The UN General Assembly observes a minute of silence to mourn the death of North Korean leader Kim Jong-il before a committee of the UN General Assembly began a meeting in New York on Thursday afternoon. Most envoys from Western countries walked out on the tribute. [AP/YONHAP]

The UN General Assembly yesterday paid a silent tribute to the late North Korean leader Kim Jong-il, sparking a walkout of ambassadors of Korea and other countries.

At the start of the assembly Thursday, its president, Qatar’s Nassir Abdulaziz Al-Nasser, told the diplomats, “It is my sad duty to pay tribute to the memory of the late Kim Jong-il.”


Around half the UN ambassadors were in the hall.

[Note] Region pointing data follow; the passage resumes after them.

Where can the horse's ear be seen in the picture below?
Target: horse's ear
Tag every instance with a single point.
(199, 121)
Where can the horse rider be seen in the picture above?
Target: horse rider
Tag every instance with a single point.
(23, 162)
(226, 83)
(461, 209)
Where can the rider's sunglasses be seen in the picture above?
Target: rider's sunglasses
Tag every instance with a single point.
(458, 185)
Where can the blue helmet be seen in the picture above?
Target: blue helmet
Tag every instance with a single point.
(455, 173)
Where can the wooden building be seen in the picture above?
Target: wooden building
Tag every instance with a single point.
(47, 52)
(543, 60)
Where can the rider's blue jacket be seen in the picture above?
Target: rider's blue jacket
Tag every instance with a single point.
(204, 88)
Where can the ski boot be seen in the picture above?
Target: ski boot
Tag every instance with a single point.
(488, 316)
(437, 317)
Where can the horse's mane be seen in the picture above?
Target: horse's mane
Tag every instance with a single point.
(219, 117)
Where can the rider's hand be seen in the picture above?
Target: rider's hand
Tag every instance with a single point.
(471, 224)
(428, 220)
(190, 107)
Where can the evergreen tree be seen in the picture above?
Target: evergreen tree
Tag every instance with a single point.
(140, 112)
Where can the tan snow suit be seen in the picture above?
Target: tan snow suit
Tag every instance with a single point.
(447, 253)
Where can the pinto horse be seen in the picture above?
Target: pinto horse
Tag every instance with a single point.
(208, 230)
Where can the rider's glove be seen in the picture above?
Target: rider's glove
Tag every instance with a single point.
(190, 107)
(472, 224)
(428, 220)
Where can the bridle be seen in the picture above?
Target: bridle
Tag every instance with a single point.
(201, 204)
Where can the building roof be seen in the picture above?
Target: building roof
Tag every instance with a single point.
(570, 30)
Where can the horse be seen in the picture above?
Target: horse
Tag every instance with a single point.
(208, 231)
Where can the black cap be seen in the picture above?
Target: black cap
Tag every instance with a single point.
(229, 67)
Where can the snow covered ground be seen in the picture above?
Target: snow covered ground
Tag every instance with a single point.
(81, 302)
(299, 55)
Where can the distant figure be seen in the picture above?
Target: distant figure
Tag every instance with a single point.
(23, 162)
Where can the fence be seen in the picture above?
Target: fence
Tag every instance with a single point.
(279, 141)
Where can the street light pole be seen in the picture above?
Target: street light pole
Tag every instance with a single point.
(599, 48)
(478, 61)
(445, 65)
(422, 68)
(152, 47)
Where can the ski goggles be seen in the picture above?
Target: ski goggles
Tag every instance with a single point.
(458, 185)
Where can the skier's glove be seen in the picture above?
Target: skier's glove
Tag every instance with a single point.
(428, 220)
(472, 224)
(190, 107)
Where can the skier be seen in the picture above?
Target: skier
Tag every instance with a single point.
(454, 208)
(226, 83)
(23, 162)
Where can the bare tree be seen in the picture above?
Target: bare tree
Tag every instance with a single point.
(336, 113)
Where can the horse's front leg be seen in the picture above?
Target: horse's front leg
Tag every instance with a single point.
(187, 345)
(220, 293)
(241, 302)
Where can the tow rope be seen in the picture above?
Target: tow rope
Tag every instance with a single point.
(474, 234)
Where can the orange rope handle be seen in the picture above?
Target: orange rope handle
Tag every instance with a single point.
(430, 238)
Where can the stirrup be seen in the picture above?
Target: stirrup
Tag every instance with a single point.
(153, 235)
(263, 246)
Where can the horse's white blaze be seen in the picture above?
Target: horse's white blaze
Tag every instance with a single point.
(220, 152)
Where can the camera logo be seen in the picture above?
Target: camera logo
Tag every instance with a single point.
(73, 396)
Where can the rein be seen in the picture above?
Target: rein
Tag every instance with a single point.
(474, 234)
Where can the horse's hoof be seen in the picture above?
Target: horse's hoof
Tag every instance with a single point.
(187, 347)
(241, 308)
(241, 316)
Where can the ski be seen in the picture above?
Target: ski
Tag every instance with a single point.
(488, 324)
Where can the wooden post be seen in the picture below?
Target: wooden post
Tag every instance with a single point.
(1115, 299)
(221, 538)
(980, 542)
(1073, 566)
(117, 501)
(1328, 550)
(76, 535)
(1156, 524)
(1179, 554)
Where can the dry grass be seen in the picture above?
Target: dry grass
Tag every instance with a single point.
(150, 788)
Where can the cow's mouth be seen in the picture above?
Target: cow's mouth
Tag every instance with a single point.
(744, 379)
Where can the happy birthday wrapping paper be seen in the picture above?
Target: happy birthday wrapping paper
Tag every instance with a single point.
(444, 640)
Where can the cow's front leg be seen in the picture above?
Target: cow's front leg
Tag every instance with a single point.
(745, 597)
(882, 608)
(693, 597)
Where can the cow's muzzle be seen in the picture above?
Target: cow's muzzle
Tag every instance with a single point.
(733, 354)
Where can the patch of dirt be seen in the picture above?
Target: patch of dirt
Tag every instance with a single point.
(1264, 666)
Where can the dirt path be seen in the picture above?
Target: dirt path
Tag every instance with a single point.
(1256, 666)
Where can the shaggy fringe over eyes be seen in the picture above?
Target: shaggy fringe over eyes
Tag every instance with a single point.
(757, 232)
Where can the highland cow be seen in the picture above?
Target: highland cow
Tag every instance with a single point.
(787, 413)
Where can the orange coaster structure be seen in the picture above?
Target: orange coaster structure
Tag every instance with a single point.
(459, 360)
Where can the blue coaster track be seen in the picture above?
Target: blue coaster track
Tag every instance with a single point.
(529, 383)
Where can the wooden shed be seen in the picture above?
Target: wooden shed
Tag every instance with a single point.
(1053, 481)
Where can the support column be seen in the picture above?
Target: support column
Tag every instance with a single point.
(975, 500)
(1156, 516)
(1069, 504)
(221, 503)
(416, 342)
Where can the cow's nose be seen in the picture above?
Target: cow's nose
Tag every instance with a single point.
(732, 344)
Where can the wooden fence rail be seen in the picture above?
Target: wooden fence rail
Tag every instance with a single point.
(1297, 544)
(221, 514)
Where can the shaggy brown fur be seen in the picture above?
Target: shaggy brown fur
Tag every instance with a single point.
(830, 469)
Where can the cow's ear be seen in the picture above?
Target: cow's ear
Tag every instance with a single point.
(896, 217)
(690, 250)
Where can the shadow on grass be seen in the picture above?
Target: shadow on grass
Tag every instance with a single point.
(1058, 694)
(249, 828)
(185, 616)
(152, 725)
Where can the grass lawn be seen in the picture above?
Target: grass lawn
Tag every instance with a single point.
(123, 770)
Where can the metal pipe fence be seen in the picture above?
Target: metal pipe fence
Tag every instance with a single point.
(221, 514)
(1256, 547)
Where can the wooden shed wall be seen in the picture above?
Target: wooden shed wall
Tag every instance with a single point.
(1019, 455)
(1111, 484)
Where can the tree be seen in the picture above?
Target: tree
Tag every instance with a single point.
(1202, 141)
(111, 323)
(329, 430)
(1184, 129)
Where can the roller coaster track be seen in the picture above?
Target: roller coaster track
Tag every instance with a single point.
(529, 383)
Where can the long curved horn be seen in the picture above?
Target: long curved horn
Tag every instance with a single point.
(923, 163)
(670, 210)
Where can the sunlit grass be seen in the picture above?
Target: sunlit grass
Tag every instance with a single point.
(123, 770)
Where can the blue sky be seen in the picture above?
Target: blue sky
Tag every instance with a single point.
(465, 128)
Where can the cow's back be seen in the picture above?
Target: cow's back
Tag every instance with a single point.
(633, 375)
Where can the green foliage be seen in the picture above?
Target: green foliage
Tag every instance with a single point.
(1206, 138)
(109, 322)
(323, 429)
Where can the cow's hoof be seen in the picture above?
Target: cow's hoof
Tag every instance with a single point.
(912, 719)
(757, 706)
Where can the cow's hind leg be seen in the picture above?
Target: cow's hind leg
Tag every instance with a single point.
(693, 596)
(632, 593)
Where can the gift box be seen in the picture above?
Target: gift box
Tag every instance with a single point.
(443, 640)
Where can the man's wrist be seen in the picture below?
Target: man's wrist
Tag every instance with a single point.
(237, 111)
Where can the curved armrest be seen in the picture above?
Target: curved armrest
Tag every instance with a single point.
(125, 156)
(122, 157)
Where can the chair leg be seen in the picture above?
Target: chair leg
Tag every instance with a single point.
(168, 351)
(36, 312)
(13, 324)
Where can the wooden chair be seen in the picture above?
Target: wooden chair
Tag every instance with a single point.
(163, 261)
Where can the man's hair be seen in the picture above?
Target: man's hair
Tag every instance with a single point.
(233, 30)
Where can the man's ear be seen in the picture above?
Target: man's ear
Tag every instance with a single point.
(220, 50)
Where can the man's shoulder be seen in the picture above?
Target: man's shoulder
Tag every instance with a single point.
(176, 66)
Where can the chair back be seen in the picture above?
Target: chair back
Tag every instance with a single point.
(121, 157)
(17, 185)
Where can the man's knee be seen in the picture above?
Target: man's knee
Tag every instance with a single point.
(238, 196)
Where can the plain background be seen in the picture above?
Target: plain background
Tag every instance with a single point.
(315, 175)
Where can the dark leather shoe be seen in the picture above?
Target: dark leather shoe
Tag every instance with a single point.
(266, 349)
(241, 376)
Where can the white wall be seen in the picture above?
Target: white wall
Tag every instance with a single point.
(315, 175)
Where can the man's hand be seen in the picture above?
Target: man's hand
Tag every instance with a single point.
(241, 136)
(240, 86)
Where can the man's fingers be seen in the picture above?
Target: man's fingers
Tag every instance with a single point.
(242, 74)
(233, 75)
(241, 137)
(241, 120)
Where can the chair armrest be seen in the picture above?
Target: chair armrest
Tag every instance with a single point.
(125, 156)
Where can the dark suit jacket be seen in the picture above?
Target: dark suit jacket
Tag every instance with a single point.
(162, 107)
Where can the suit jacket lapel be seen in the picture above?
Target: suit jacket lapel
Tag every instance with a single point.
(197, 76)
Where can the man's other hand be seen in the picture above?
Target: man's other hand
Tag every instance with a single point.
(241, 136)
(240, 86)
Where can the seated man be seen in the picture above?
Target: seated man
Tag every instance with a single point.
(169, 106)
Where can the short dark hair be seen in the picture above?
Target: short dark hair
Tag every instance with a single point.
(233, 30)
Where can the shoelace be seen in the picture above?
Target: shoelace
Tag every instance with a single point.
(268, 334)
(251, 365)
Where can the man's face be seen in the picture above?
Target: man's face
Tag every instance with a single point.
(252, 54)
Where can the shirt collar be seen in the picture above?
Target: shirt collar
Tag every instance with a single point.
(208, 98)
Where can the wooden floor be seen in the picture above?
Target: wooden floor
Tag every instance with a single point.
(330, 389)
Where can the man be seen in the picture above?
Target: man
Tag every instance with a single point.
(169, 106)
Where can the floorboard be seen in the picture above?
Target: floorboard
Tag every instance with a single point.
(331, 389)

The president asked North Korean Ambassador Sin Son-ho to “convey condolences” and called on all envoys “to stand and observe a minute of silence in tribute to the memory of the late leader.”

A walkout ensued by ambassadors from South Korea, the United States, Japan, Britain, France, Germany and other countries. After the walkout, only a third of the seats were still occupied.

Al-Nasser read out all the official posts held by the North Korean leader and the remaining diplomats stood and bowed their heads for a minute.

Al-Nasser explained that it was a “protocol” move following a North Korean request.

“This is a man who is responsible for probably tens of thousands of deaths,” a European diplomat told AFP. “He is not a model for the UN.”

“It is an embarrassment that we will have to put up with,” commented an Asian diplomat.

The only official condolence book for Kim in North America is at the country’s UN mission in New York. A huge wall of white chrysanthemums has been set up around a portrait of the so-called “dear leader”.

UN Deputy Secretary General Asha-Rose Migiro signed the book for the “UN system,” said UN spokesman Martin Nesirky. Representatives from the United States, Japan, South Korea and most European nations have not signed the book.